2. The foreign national is well-positioned to advance the proposed endeavor. In this aspect, USCIS will look to the foreign national’s education, skills, knowledge and record of success in related or similar efforts, a model or plan for future activities, progress toward achieving the endeavor, and the interest of potential customers, users, investors or other relevant entities or individuals.

3. On balance, it would be beneficial to the U.S. to waive the job offer and labor certification requirements of the EB2 category. In this requirement, USCIS will consider what challenges would the foreign national face to secure a traditional job and pursue a labor certification in the context of his/her qualifications, whether the U.S. national interest would still be served by the foreign national's contributions even if qualified U.S. workers are otherwise available, and whether the national interest of the foreign national's contributions warrants the waiver of the labor certification process.

It is important to note however that in addition to satisfying the NIW standard as described above, EB-2 category is for advanced degree professionals or for individuals of exceptional ability in the sciences, arts, or business. If the individual does not possess an advanced degree, which is a master’s degree or a baccalaureate degree plus 5 years of progressive work experience in the field, then the foreign national has to prove exceptional ability in the field. The standards for exceptional ability may be found here.

Overall, in our experience, it is much easier and faster for many foreign nationals involved in innovative technology development to qualify for EB-2 NIW than for any other green card option.


Finally, the last green card option that may be appropriate for entrepreneurs is a traditional direct investment route through EB-5 category.

Entrepreneurs are eligible to apply for EB-5 green card if they:

  • Make the necessary investment in a new commercial enterprise in the United States (established after November 29, 1990 with certain exceptions); and
  • Plan to create or preserve 10 permanent full-time jobs for qualified U.S. workers.

The qualifying jobs must be created directly by the new commercial enterprise to be counted. This means that the new commercial enterprise (or its wholly owned subsidiaries) must itself be the employer of the qualifying employees . In the case of a troubled business, the EB-5 investor may rely on job maintenance.

Required minimum investments are:

  • General. The minimum qualifying investment in the United States is $1 million unless the investment is in a Targeted Employment Area (High Unemployment or Rural Area). The minimum qualifying investment either within a high-unemployment area or rural area in the United States is $500,000.
  • A targeted employment area is an area that, at the time of investment, is a rural area or an area which has experienced unemployment of at least 150 percent of the national average rate.

In addition, the entrepreneur must establish the legal source of the capital invested.

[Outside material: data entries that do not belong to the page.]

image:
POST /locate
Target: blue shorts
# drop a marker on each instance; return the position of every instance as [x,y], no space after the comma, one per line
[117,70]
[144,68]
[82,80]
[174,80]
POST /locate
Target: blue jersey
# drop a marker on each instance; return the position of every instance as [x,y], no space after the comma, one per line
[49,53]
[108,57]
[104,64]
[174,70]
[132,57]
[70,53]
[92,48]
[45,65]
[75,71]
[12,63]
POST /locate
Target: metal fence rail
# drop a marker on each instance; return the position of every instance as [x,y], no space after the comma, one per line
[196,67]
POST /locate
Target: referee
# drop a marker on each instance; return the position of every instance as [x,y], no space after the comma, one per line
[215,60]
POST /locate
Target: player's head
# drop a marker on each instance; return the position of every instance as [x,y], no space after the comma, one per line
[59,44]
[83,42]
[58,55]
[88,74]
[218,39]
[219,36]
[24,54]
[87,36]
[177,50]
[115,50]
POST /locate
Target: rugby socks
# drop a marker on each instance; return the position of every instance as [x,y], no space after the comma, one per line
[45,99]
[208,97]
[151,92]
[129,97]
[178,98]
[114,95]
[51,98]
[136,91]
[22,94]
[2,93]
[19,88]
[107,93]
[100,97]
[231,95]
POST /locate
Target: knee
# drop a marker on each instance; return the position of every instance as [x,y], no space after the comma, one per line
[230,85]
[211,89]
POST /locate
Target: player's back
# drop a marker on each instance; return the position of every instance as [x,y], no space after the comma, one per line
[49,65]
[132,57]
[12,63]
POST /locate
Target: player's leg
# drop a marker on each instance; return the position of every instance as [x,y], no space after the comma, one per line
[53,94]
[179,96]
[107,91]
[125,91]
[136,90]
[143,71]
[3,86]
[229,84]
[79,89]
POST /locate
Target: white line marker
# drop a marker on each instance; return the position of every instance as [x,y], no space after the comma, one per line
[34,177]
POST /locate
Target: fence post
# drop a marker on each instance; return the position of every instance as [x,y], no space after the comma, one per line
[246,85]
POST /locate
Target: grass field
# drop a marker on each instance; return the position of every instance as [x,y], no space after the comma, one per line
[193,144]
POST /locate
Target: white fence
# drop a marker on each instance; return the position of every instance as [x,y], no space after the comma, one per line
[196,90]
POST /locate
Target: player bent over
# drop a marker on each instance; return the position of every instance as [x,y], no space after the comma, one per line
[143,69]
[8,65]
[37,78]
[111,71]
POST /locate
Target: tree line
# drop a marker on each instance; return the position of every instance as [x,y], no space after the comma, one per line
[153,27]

EB-5 category may be a good fit for certain entrepreneurs but petitioners have to take into account long processing times, which currently exceed 1 year as well as a two-step process in which the initial green card is only good for 2 years and the entrepreneur must apply to remove the conditions on residence after 2 years, confirming that the investment has been sustained and that the required number of employees has been hired. Many entrepreneurs cannot predict how their business will be doing and it is a tricky situation if the initial business plan model changes before a permanent green card is received, which may result in the entrepreneur’s inability to remove the conditions on residence and lose the green card.